Question
Let $x \in [-1, 1]^d \subset \mathbb{R}^d$ be a $d$-dimensional variable and assume that -- given $n$ -- I have a way of computing a polynomial $p_n(x)$ of degree $n$ that approximates a smooth function $f(x)$ over that standard box. Assuming $d$ might be quite high, what would be a good and practical way to estimate the approximation error?
I am rather flexible when it comes to the metric used to measure the error, but the method should be (hopefully) fast and preferably deterministic.
Background
The need to estimate approximation error arises in an adaptive code: I am trying to construct a piecewise-polynomial approximation to a given $f(x)$. I am assuming that $f(x)$ is smooth and can be (at least) evaluated pointwise, but one could make stronger assumptions if that would help (e.g., requiring the ability to evaluate an arbitrary partial derivative of $f(x)$).
The method is $h$-adaptive, meaning that if the error over a box is judged to be too high, the box is divided into subboxes. Through profiling I found that the slowest part of my code -- also the one that has the highest chance of being optimized -- is the error estimation, thus the question: what would be a good way to do that?
The standard estimate of $|f(x)-p_n(x)|$ is useful for theoretical estimates, but does not work in practice as the number of partial derivatives of order $n+1$ is very high. One may instead attempt to find minimum/maximum of $g(x) = f(x) - p_n(x)$, but $g(x)$ has either lots of local extrema or has other nasty properties. Simply evaluating $|f(x)-p_n(x)|$ at some points is problematic, especially as the dimension $d$ increases.

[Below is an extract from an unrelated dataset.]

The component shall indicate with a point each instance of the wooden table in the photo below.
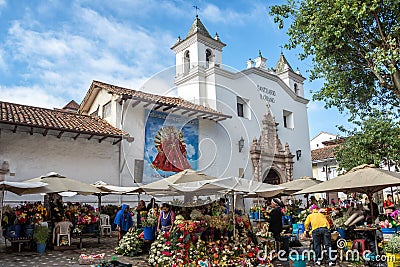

Proposed solution and alternative question. One solution to my question is to use the approach used by some adaptive methods, such as the Runge-Kutta-Fehlenberg methods. We compute two approximations to $f(x)$, namely $p_{n-1}(x)$ and $p_n(x)$. Letting $q(x) = p_n(x) - p_{n-1}(x)$, a bound on $|q(x)|$ over the box $[-1, 1]^d$ yields an estimate of $|f(x) - p_n(x)|$. Is this a decent approach? If so, could you recommend an upper bound on the absolute value of a polynomial?